Evidence cited in Jeremy Bojczuk’s book A Brief Guide to the JFK Assassination, furthermore quotes a marine’s report that by the time he left the Marines, Oswald “was a rather poor shot”.

Even without the recent release of secret files, there was so much evidence of something gone horribly wrong

The President’s autopsy was not carried out by an independent, forensic entity, but by the military. Why? Evidence listed in The Kennedy Autopsy, by Jacob Hornberger indicates that the President’s head wounds were tampered with before the autopsy took place.

It was only years later that the world finally saw the unedited footage that has come to be known as the Zapruder film, which clearly shows Kennedy being shot fatally from the front, not the back from the school book depository. The outrage it caused eventually gave rise to a reopening of the investigation by Congress. This important point has been forgotten.

In 1979, a congressional inquiry carried out by the House Select Committee on Assassinations found serious flaws in the Warren Commission Report, concluding that the murder was indeed most likely the result of a conspiracy ‒ Congress’s words, not conspiracy theorists’. Yet somehow today it is still the Warren Commission Report, discredited as it was by Congress that is quoted in the assassination saga.

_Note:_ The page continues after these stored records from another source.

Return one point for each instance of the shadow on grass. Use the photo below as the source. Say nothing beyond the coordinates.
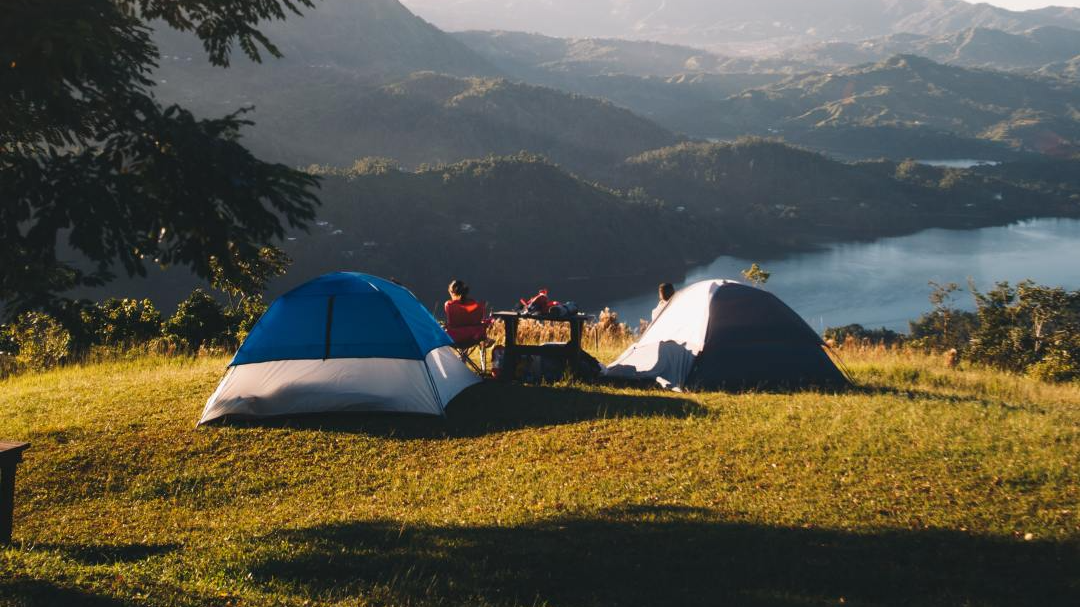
(669, 556)
(918, 394)
(496, 407)
(37, 593)
(102, 554)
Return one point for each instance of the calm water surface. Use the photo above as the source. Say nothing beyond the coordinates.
(883, 283)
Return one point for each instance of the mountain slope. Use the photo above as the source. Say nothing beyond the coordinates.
(915, 93)
(369, 40)
(742, 24)
(973, 48)
(347, 90)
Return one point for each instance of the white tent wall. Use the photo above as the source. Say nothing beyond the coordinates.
(286, 388)
(669, 347)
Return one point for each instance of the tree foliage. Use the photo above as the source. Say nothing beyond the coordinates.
(93, 166)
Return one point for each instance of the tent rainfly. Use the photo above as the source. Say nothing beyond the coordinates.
(342, 342)
(721, 334)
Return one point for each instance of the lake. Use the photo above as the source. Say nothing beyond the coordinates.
(885, 283)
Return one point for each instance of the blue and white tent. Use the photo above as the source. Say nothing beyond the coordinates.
(342, 342)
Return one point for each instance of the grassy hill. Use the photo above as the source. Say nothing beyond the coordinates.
(926, 486)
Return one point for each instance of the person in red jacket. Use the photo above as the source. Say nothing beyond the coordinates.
(464, 317)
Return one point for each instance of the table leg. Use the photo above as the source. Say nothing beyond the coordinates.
(576, 333)
(510, 350)
(7, 502)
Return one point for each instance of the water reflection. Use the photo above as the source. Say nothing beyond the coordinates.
(883, 283)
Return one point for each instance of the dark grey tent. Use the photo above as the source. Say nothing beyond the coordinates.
(724, 335)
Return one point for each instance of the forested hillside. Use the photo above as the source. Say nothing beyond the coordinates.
(768, 192)
(976, 46)
(916, 94)
(737, 25)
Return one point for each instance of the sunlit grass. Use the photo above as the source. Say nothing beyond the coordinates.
(925, 485)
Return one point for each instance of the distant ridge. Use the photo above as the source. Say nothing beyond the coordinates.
(368, 78)
(976, 46)
(914, 96)
(368, 40)
(744, 25)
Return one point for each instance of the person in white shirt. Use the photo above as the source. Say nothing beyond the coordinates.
(666, 292)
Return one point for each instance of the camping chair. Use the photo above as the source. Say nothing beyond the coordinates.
(467, 324)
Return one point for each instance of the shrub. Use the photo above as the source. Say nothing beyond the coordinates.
(242, 318)
(123, 322)
(1060, 364)
(1028, 328)
(943, 329)
(42, 341)
(863, 336)
(8, 350)
(199, 321)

Why?

Add to that the fact that the brother of Chicago Mafia kingpin Sam Giancana confirmed in a biography that his own brother was involved in the assassination. Add to that Jack Ruby, who killed Oswald, was known in the underworld to be a Giancana henchman, running one of his casinos.

The newly released files include a top-secret deposition by  CIA director Richard Helms, who was asked in 1976: “Is there any information involved with the assassination of President Kennedy which in any way shows that Lee Harvey Oswald was in some way a CIA agent…” The deposition cuts off.

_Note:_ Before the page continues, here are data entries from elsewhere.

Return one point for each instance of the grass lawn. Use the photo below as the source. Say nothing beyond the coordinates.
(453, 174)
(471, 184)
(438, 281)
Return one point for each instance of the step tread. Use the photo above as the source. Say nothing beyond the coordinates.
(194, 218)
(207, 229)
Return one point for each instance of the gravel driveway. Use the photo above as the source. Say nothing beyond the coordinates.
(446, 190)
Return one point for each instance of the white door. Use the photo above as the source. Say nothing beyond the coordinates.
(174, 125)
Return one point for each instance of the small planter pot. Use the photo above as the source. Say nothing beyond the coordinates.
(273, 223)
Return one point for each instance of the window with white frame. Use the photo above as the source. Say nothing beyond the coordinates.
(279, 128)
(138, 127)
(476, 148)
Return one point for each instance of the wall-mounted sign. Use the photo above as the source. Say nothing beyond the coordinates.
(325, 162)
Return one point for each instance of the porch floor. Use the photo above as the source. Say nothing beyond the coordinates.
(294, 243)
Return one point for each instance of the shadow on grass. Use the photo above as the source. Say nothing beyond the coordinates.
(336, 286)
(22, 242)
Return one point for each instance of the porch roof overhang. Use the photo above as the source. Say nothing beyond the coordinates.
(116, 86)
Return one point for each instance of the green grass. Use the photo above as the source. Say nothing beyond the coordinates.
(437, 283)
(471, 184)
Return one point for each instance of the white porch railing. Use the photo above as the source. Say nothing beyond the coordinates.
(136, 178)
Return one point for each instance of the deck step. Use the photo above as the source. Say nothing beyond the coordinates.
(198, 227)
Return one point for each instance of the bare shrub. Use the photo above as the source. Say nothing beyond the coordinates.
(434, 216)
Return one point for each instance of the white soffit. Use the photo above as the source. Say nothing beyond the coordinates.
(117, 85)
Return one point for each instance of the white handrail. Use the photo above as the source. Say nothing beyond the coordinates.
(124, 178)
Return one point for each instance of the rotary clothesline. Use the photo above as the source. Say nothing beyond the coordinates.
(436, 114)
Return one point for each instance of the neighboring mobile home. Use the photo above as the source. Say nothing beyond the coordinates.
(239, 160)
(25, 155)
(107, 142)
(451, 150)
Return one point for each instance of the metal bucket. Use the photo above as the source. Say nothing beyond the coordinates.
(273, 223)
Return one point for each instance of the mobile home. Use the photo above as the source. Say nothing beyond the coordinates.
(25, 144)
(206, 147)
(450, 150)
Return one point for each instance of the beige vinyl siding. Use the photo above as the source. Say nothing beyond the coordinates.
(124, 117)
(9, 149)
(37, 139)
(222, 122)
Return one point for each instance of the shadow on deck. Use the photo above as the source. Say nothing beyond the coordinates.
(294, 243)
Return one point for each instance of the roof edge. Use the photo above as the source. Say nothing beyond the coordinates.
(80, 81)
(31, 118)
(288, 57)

The newly released document was tampered with and does not show his reply. Investigators had argued that Oswald had received pay cheques from the CIA, hence the question put before Helms. It was not conspiracy theorists, but a federal judge and the chief counsel of the House Select Committee on Assassinations, who openly accused the CIA of deceit and deception.

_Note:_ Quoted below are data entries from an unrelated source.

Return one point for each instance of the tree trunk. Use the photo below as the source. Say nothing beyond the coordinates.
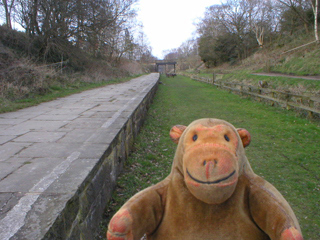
(7, 12)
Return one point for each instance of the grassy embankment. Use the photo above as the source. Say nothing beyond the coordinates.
(284, 148)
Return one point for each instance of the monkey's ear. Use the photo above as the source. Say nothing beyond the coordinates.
(245, 136)
(176, 132)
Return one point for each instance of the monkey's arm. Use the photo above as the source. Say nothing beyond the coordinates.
(271, 211)
(139, 215)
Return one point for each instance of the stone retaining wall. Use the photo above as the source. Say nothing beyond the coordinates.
(83, 212)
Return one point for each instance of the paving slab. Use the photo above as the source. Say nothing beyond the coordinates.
(59, 160)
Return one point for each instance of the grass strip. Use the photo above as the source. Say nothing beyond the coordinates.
(284, 148)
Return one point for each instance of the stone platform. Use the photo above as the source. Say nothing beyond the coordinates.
(59, 160)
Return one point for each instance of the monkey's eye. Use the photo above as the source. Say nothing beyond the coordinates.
(195, 137)
(226, 138)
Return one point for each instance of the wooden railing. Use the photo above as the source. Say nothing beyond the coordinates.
(307, 105)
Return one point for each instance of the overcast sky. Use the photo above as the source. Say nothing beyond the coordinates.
(168, 23)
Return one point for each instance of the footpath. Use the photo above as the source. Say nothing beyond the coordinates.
(59, 160)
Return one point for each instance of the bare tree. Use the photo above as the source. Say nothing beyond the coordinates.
(298, 8)
(315, 8)
(8, 7)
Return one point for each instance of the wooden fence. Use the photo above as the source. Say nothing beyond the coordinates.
(306, 105)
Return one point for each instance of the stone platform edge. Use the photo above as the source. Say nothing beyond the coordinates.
(82, 214)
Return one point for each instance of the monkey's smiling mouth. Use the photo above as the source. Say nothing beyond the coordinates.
(212, 182)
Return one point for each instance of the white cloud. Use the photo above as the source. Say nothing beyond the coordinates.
(168, 23)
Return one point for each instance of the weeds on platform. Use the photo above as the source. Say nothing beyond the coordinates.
(284, 148)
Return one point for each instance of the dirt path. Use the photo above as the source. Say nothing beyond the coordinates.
(317, 78)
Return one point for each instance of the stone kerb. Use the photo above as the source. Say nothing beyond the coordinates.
(73, 209)
(82, 214)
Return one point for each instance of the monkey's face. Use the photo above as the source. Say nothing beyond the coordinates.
(210, 163)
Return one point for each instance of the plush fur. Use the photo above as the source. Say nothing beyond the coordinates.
(211, 193)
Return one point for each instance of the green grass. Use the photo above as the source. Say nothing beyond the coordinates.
(274, 82)
(55, 91)
(306, 63)
(284, 148)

Suspicions were later reinforced by a recorded death-bed confession to his son in 2007 of a CIA officer, Howard Hunt, one of the masterminds of the Watergate break in, that there were men in the agency, oil men and persons from the underworld who were involved in the assassination.

Add to that the fact that the President’s own body guards in the secret service were ordered by their superior officer to stand down and walk away from the President’s limousine where they were posted to stand on the bumper as human shields and watch the crowds. Why? We have clear footage of this.

Add to that the declaration of President Lyndon Johnson’s own mistress, Madeleine Brown, who stated on camera for posterity that the night before the assassination, several high-ranking officials within the government, and Dallas tycoons, met at his house (Johnson was from Texas) and after the meeting Johnson told her that “those SOBs will never embarrass me again”.

Roger Stone’s Book The Man who killed Kennedy, makes a case that it was President Johnson, whom Attorney General Robert Kennedy was going to indict for complicity to murder of an agricultural officer whistle-blower, who actually masterminded the assassination. We all know what happened to Bobby Kennedy in 1968.

How is it, one may ask, that even without the recent release of secret files, there was so much evidence of something gone horribly wrong, of much more than a silenced lone gunman who killed the head of State? Why has it remained shrouded in secrecy all these years?

Why do we denigrate investigators as some wacko conspiracy nuts, when the House Committee on Assassinations itself concluded that there was most probably a conspiracy to kill the President?

Could it be that such a conspiracy to murder may well have amounted to a coup d’etat, an overthrow of a government by violent, surreptitious and criminal means, followed by a gargantuan cover up, to maintain the status quo and an extremely powerful elite, setting the US on a very different path than that intended by its democratically elected leader in 1963?

Dr Ragonesi is a lawyer and researcher in international affairs.